Having healthy vineyards that can focus their growing energy on fruit ripening means that dry-farmed vines tend to ripen earlier in the season and at lower Brix, resulting in wines with naturally high acidity and lower total alcohol.

Dry-Farming Is Not for All Soils or Sites

“Dry farming, while common and even mandated in much of the Old World, can be hard, if not impossible, to achieve in climates like California’s,” says Emeritus Vineyards President Mari Jones.

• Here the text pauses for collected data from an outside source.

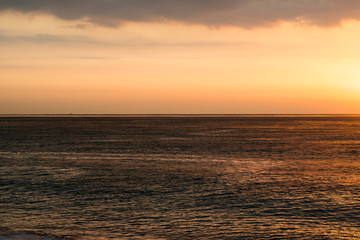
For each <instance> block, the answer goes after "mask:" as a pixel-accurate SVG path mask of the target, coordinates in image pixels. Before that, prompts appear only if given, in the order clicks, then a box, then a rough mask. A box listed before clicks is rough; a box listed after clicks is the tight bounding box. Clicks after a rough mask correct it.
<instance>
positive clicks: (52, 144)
mask: <svg viewBox="0 0 360 240" xmlns="http://www.w3.org/2000/svg"><path fill="white" fill-rule="evenodd" d="M359 154H360V117H357V116H317V117H316V116H273V117H265V116H257V117H216V116H212V117H81V118H80V117H41V118H40V117H2V118H0V239H21V240H23V239H29V240H30V239H42V240H45V239H46V240H49V239H59V238H60V239H64V238H65V239H360V161H359V160H360V157H359V156H360V155H359Z"/></svg>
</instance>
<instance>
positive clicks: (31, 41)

Further, the subsoil, the parent material, must be able to hold enough moisture for the vines to grow in the summer when there is no rainfall.

And even if a specific soil series may seem idyllic on paper, a vineyard’s suitability to dry farming is impacted by a whole host of other environmental factors that affect soil absorption and rate of drainage—among them, slope, aspect, temperature and winds.

“Evaluating suitability based solely on the composition of the [soil series] profile, be it volcanic, calcareous or marine sediment is impossible without knowing all of the environmental factors in play,” says Wright. “Any of those compositions could produce world-class or dismally inferior wine depending on the sum of the environmental influences.”

Of course, creating a quality product is always front and center for vintners, and while limiting water intake may strengthen the vine and increase the complexity of resulting wines, as Lattin points out, dehydration events during the growing season can actually do more harm than good to the fruit. “Flavors are created, and real sugar accumulates when leaves are hydrated and healthy,” he says. Therefore, where dry farming is not possible, irrigation is in fact needed to produce healthy grapes and quality wine.

When irrigation is employed conscientiously, in a way that mimics a normal rainfall pattern and does not provide a constant, oversupply of water, the effects can be just as successful as dry farming.

“People often state that they believe irrigation promotes surface rooting that develops at the expense of a deeper root system. This is not my experience,” comments Wright. “We have had the opportunity to see vine profiles that reveal root depth of irrigated vineyards that have proven in every case to be as deep as dry farmed.”

So, in the end, do dry-farmed vines make better wines? Each grower and vintner has his or her own opinion on the topic. But, in the end, as Wright so succinctly puts it: “It’s situational.”